Apple on Wednesday tried to buy goodwill in the face of public outrage over big tech’s monopolistic tendencies. Don’t be fooled.

The company announced that it will cut its commissions on App Store sales for smaller companies. Right now, Apple takes 30% of all sales in the App Store. Starting in 2021, developers and content providers that have less than $1 million of App Store revenue will pay only 15%.

Apple doesn’t release details about total App Store revenue, but one venture capital firm estimates the change could cost the company $1.6 billion.

One analyst estimates that about 98% of App Store providers could qualify, but they accounted for less than 5% of all App Store revenue last year.

The local free press will be among the beneficiaries. Many local newspapers have their own apps or sell digital subscriptions on iPhones and other Apple devices. The boon to them won’t be as big as for app developers because newspapers already were paying only 15% after a subscriber renewed past the first year. Still, keeping more money in the first year is nice.

What the local publishers do with the modest windfall is up to them. They could keep their subscription rates the same and use the difference to hire reporters. Alternatively, they could drop their subscription rates to share some of the savings with new digital subscribers.

Advertising

Apple’s taking such a huge slice of the revenue was one of the many cuts that have been bleeding the local free press dry. And as the local free press struggles, government accountability erodes and a healthy democracy suffers.

This isn’t unique to Apple. Google takes a cut in its Android App Store. The developer of the popular game Fortnite is suing both companies over App Store polices and rate. Both companies also have been roped into congressional hearings with other big tech companies.

Google performed public penance a month ago when it announced it would spend $1 billion on news content. Now it’s Apple’s turn.

These efforts by Apple and Google are little more than public relations efforts. They want headlines — both got them — and they want lawmakers and regulators to believe they are playing nice. Look at the billions of dollars and move along.
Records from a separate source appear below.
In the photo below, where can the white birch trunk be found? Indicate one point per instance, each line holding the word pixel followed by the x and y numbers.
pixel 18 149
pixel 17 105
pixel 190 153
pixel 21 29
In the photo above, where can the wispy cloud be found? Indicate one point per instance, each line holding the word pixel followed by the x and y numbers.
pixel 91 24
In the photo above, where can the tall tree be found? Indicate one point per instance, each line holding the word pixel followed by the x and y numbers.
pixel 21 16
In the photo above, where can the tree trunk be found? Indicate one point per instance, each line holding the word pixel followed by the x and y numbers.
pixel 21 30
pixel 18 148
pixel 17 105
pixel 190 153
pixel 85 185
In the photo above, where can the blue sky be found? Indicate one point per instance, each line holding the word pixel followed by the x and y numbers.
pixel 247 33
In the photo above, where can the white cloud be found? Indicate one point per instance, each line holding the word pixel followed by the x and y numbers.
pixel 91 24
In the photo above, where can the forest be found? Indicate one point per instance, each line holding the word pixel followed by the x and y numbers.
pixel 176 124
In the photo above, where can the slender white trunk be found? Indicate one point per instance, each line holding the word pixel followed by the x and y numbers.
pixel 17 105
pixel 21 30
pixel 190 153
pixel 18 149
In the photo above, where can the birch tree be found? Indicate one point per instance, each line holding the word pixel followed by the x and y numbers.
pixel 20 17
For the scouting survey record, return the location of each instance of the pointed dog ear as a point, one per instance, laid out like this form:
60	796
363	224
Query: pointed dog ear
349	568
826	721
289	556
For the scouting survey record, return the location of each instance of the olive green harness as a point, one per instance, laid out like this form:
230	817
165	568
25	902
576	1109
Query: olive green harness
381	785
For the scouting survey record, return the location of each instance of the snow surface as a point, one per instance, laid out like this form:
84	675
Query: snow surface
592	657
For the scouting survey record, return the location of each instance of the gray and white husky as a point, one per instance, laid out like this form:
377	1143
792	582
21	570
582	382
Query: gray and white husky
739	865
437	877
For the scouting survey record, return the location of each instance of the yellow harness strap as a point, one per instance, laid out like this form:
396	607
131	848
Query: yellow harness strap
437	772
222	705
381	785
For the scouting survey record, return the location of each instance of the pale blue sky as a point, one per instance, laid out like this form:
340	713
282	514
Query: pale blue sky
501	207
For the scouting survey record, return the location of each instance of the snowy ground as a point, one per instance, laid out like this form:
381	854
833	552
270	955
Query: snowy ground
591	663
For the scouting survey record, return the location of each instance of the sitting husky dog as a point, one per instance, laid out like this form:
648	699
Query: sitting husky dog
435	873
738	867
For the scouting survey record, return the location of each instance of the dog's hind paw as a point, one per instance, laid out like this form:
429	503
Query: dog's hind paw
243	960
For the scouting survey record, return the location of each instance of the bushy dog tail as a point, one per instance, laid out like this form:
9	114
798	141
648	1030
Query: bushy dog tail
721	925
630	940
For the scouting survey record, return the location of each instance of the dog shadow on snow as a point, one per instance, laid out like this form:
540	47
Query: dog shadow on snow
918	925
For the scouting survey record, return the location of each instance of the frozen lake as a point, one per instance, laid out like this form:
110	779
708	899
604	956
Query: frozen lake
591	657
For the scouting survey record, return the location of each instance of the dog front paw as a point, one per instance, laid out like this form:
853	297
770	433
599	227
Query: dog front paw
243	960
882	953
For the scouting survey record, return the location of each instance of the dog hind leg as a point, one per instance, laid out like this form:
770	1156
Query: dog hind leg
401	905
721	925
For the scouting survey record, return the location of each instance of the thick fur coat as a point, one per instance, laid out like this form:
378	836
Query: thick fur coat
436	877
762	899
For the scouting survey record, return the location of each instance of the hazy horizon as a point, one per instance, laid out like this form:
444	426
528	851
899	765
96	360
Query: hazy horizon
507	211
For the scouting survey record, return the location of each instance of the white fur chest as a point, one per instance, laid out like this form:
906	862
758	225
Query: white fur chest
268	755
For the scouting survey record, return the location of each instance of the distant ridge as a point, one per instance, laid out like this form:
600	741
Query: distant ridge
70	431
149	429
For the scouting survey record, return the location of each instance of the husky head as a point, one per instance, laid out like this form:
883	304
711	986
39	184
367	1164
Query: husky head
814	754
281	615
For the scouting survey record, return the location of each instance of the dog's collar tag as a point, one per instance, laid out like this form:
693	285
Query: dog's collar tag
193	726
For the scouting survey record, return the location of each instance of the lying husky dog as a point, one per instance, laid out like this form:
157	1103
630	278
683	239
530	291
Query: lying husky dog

Apple said it will release more details about rules to qualify for the savings next month. Let’s give the company the benefit of the doubt that it won’t come up with labyrinthine requirements that exclude a lot of publishers and app developers.

Therein lies the problem. We shouldn’t have to give Apple the benefit of the doubt. Apple hopes to show how generous and fair it is. What it’s really illustrating is just how completely it controls the marketplace on devices running its operating systems.

Advertising

If publishers want to reach people on smartphones, they need to pay the tolls and follow the rules that Apple and Google set. There’s no negotiation unless you happen to be Amazon or Netflix.

Apple deigned to grant this indulgence, and it can unilaterally take it away once the heat of public scrutiny shifts elsewhere. Meanwhile, the company can quietly impose policies that make using the market less valuable to publishers. Maybe Apple will try to withhold information about subscribers, denying publishers the ability to reach out with their own marketing. Maybe Apple will demand that publishers share their content on other Apple platforms if they want access to the iPhone.

Then again, maybe Apple won’t do any of those things. People are watching right now. No need to squander the good PR it just bought.

Right now, all eyes are on big tech monopolies. There’s a very real chance for reform and regulation. The local free press is counting on it.

One good deed doesn’t undo years of abuse.